Yishan Wong erklärt auf Quora anhand des Beispiels einer in alle Dimensionen expandierenden Bibliothek, warum Skalierung von Datenbanken und damit also Webdiensten im Allgemeinen ein sehr komplexes Problem ist.
Ein Auszug aus der sehr langen, sehr lesenswerten Antwort:
Well, so the books on the shelf are sorted, and the shelves are generally full. Which means that when the runner inserts a new book into the correct position, they have to push a book off the end and onto the next shelf. But that book pushes yet another book on the other end off and onto the next shelf, and so on. Eventually you get to a shelf that has some gaps in it, so you don't have to push a book off. But the whole process is annoying and takes some time and moreover, you don't want other library patrons or runners taking books off the same shelf or adding new ones at the same time! So when you add a book you have to "lock" the whole shelf, and all the other shelves around it, in case you need to push books from one shelf to the next, and books on that shelf to the next, etc.

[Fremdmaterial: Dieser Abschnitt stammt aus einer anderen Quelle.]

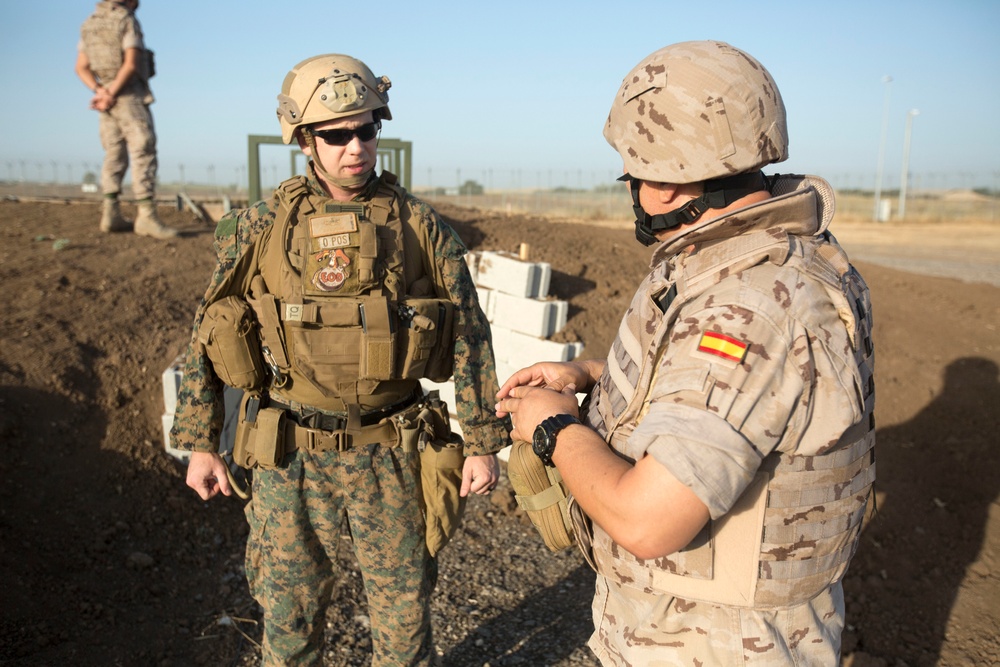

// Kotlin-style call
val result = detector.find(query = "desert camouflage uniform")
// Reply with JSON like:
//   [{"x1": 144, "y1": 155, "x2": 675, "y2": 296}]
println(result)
[
  {"x1": 79, "y1": 0, "x2": 157, "y2": 199},
  {"x1": 581, "y1": 175, "x2": 875, "y2": 665},
  {"x1": 171, "y1": 167, "x2": 507, "y2": 666}
]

This locking creates huge traffic problems, because now instead of being able to look for books while standing right next to each other, multiple library patrons have to wait outside a shelf area while a runner is inserting a new book and shifting books to make room for it. If there are a lot of runners, this will be constantly happening, and lots of library patrons will be waiting on a single runner and even worse, sometimes a library runner will be waiting on another library runner. In real life new books don't come out as often, but if you are running a website where people are posting a lot of things all at once, you essentially have runners inserting new books into the library all the time and you'll run into the problems described above.